The data should be preprocessed after downloaded from the data repository. The dataset contains nominal values ‘CAD’ and ‘Normal’ into 1 and 0, respectively. First step is to convert all the nominal values into numbers in the dataset using python numpy package. Figure 4 shows age distribution is not distributed evenly across the data and all the features in the dataset need proper preprocessing. Figure 5 shows the data distribution across independent features present in the dataset. This kind of extensive data representation is needed for understanding the data better. Only if the data distribution is detected by the underlying algorithms, the prediction task can be effectively performed. The preprocessing steps were meticulously detailed to include techniques for managing missing values and normalizing data distributions, which are critical for ensuring the integrity and usability of our model inputs. Missing values in the dataset were identified and treated, such as imputation techniques or exclusion of incomplete records. Normalization techniques such as Min–Max scaling and Z-score were applied to standardize the feature scales, ensuring that each feature contributes equally to the model training process.

Fig. 4
figure 4

Age distribution

Fig. 5
figure 5

Data distribution across independent features

3.2 Feature Selection

Feature selection (FS) is also known as variable selection. FS is used to select a significant feature which improves the accuracy in predicting heart disease and reduce large data volume. This method removes irrelevant and redundant data. It allows the machine learning methods to train easily, improve the accuracy of a model when selecting the right subset, reduce the complexity of a model, and make it better to infer and reduce fitting.

Features selection methods are as follows:

  1. (i)

    Filter approach—a statistical measure is applied to identify the scoring of each feature and assign value.

  2. (ii)

    Wrapper approach—an extrapolative concept used to test a combination of attributes and give a score based on design accuracy.

  3. (iii)

    Embedded method—mix the good behavior of filter and wrapper approaches.

In this research, we used firefly algorithm (FA) for selecting significant features in the dataset. FA is a meta-heuristic or nature-inspired method. These algorithms are more effective for optimization problems [8]. In this algorithm, the flashings light is useful for fireflies in finding their mates. The fireflies will go to brighter and higher locations through the flashing light electricity that was obtained with the use of goal function in order to get capable solutions. For the basic formulation of FA, the following three policies are adopted.

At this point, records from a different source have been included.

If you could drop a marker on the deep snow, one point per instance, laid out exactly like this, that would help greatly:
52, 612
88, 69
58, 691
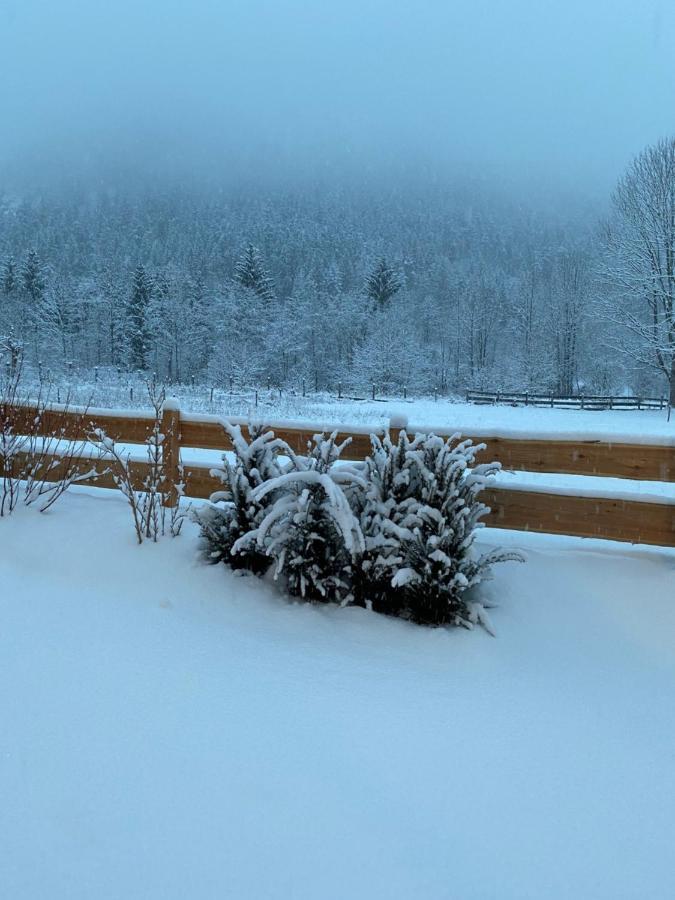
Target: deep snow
171, 730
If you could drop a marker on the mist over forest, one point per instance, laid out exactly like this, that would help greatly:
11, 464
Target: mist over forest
418, 198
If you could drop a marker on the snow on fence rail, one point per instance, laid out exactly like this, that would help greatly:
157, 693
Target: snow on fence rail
582, 401
513, 507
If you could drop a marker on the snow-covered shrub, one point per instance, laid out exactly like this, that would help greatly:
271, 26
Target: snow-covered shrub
310, 529
236, 511
419, 519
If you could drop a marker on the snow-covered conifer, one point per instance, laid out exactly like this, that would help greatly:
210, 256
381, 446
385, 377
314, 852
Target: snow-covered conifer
419, 519
236, 511
310, 529
250, 272
382, 284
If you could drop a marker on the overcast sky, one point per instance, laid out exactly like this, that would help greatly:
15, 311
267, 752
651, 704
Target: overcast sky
566, 89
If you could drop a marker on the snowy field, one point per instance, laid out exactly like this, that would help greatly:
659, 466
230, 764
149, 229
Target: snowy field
171, 730
326, 409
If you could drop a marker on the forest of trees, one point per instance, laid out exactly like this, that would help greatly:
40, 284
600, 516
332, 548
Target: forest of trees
421, 288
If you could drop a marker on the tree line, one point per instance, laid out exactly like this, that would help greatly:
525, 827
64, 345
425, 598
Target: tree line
425, 289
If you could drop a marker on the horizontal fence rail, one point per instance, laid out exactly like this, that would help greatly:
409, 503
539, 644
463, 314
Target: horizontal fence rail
581, 401
518, 508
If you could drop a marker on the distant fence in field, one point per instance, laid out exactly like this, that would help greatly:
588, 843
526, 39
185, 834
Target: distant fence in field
521, 508
581, 401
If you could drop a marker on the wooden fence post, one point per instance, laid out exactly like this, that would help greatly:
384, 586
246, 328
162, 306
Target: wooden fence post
171, 450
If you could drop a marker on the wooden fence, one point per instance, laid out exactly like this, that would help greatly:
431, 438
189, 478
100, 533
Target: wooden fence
521, 508
580, 401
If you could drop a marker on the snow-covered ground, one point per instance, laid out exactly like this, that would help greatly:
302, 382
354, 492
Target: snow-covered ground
171, 730
326, 409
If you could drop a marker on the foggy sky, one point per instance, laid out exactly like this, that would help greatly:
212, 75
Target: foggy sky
563, 90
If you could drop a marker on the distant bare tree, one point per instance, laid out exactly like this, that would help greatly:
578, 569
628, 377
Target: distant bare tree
640, 259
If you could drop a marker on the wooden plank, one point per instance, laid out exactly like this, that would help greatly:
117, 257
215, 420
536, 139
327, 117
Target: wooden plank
55, 467
74, 425
643, 462
601, 517
615, 460
597, 517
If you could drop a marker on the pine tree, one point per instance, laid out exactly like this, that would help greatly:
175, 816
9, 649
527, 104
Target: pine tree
382, 284
9, 277
138, 335
32, 277
250, 272
419, 518
235, 511
310, 530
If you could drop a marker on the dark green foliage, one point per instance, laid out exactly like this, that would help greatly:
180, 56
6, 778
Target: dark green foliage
310, 531
420, 517
382, 284
32, 277
250, 272
235, 511
138, 331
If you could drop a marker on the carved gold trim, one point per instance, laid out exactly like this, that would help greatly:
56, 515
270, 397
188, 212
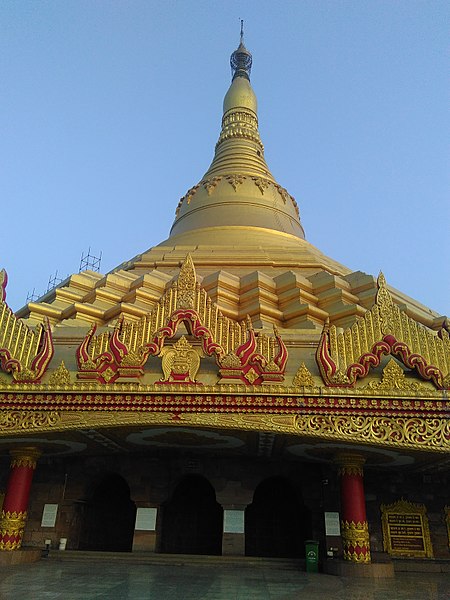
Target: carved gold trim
59, 377
24, 457
345, 356
356, 541
447, 522
395, 432
403, 507
22, 420
350, 463
403, 432
12, 525
303, 377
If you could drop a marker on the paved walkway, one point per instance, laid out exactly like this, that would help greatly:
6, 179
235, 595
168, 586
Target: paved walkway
50, 580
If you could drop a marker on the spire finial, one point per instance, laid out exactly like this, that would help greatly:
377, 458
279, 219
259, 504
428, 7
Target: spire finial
241, 59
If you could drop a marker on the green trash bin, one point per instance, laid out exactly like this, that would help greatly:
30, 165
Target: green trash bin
312, 556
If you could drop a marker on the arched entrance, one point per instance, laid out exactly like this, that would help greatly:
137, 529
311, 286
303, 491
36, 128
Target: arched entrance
192, 521
277, 522
109, 517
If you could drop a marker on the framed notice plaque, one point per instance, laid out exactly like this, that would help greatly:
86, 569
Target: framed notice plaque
405, 530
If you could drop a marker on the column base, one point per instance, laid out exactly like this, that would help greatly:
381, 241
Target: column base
345, 568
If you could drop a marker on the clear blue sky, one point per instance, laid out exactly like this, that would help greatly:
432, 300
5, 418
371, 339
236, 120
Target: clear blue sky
109, 112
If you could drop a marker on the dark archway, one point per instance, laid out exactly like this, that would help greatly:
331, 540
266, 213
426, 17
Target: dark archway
192, 521
109, 517
277, 522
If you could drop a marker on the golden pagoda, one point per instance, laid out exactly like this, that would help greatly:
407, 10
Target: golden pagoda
230, 391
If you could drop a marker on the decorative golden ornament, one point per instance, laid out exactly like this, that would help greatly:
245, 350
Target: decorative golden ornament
180, 362
235, 180
350, 463
25, 457
60, 377
12, 525
447, 522
356, 541
385, 329
397, 432
261, 184
186, 284
21, 420
25, 353
303, 377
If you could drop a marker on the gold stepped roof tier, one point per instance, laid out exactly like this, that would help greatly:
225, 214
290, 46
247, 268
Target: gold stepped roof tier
283, 293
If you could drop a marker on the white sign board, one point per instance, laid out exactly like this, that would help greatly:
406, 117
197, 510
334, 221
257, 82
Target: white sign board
233, 521
49, 515
146, 519
332, 524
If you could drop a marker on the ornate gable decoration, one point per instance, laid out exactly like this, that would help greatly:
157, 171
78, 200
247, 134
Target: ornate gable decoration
239, 352
25, 353
384, 329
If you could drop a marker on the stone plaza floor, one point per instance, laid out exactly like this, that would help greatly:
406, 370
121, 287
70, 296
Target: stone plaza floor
51, 580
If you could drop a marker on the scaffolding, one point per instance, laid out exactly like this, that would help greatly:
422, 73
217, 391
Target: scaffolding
89, 261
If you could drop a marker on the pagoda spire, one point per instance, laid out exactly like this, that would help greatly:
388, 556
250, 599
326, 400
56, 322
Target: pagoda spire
241, 59
239, 149
238, 190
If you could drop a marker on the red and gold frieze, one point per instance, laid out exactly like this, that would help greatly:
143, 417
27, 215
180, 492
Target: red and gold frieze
209, 399
344, 357
240, 353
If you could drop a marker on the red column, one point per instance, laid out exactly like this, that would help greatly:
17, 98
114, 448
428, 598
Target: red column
354, 528
14, 513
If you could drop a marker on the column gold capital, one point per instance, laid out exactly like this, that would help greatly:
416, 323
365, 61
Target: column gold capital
25, 456
350, 463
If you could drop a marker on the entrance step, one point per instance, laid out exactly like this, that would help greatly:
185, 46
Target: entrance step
150, 558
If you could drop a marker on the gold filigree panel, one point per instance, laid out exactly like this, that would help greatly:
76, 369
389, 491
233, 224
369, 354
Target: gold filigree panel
404, 432
394, 432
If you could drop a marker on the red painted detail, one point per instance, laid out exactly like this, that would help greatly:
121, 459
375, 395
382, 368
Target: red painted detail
18, 489
388, 345
353, 503
106, 367
40, 362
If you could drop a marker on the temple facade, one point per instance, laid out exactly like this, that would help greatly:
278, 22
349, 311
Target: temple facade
230, 391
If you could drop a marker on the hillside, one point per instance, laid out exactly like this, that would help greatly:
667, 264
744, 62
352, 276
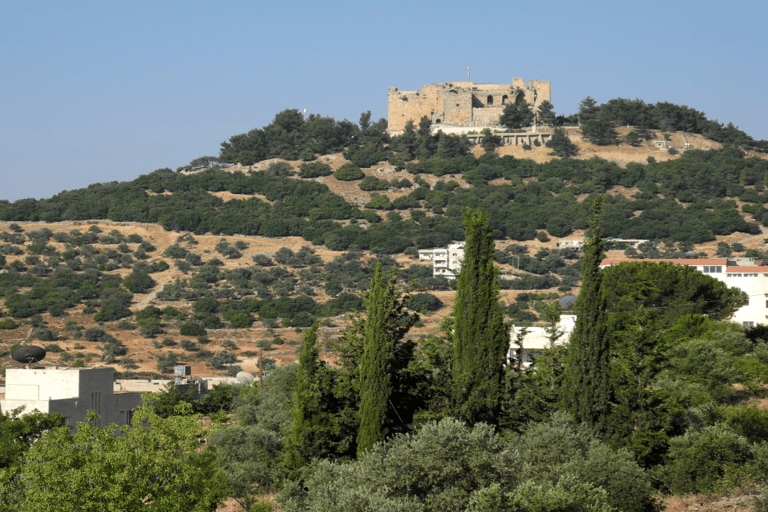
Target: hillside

Every firefly is unisex so the aim of all fireflies is to magnetize each firefly in spite of their sex.

  1. (i)

    Magnetism is proportional to their intensity reduces if the space increases between two flies. Thus the weaker firefly will go in the way of the brighter firefly. In case if it is no longer capable to observe brighter one, it will pass randomly to any position.

  2. (ii)

    A firefly's glow is determined by setting the goal or fitness function.

  3. (iii)

    If the firefly is clueless, it will terminate.

Initializing the firefly positions: Fitness function or objective function β(i) is used to initiate the firefly position. Evaluate fitness function for all fireflies. Maximum accuracy of firefly is the brightest firefly. The space among any two fireflies i and j at positions xi and xj can be calculated using Eq. (1):

$$Y = X_{{\text{firefly}}} \left( t \right) - E\left| {JX_{{\text{firefly}}} \left( t \right) - X_{\text{m}} \left( t \right)} \right| ,$$
(1)

where xfirefly is the tth component of the firefly’s spatial coordinate x, and xm is the number of measurements. All fireflies move toward maximum accuracy firefly. Position of firefly can be calculated using Eq. (2)

$$X\left( {t + 1} \right) = \left\{ {\begin{array}{*{20}l} {X_{{\text{rand}}} \left( t \right) - r_1 \left| {X_{{\text{rand}}} \left( t \right) - 2r_2 X\left( t \right)} \right|} \hfill & {q \ge 0.5} \hfill \\ {\left( {X_{{\text{firefly}}} - X_{\text{m}} \left( t \right)} \right) - r_3 \left( {LB + r_4 \left( {UB - LB} \right)} \right)} \hfill & {q < 0.5,} \hfill \\ \end{array} } \right.$$
(2)
$${\varvec{x}}_{\varvec{i}} = x_i + \beta_i X\exp \left( { - \gamma {\text{dist}}_{i,j^2 } } \right)X\left( {x_j - x_i } \right) + \alpha \left( {{\text{rand}} - \frac{1}{2}} \right),$$
(3)

where LB = 0.5 and UB = 1.

The steps involved in firefly algorithm are summarized in Fig. 6. The function to execute the firefly algorithm is shown in Fig. 7. Finally, this method provides eight significant features: age, length, systolic murmur, typical chest pain, exertional CP, poor R progression, region RWMA, Cath (Class label). To determine the optimal number of features, the firefly algorithm was employed to balance between underfitting and overfitting, ensuring that the selected features contribute most significantly to model performance.

Fig. 6
figure 6

Flowchart of Firefly algorithm [31]

Fig. 7
figure 7

Firefly algorithm [16]

Comparatively, while traditional ensemble methods focus on model aggregation to improve prediction, our approach uniquely optimizes the input features using the firefly algorithm before model aggregation. This preemptive optimization enhances the individual model contributions within the ensemble, ensuring that the aggregation yields more precise and reliable predictions. Such optimization is rarely addressed in current literature, positioning our methodology at the forefront of predictive analytics in healthcare.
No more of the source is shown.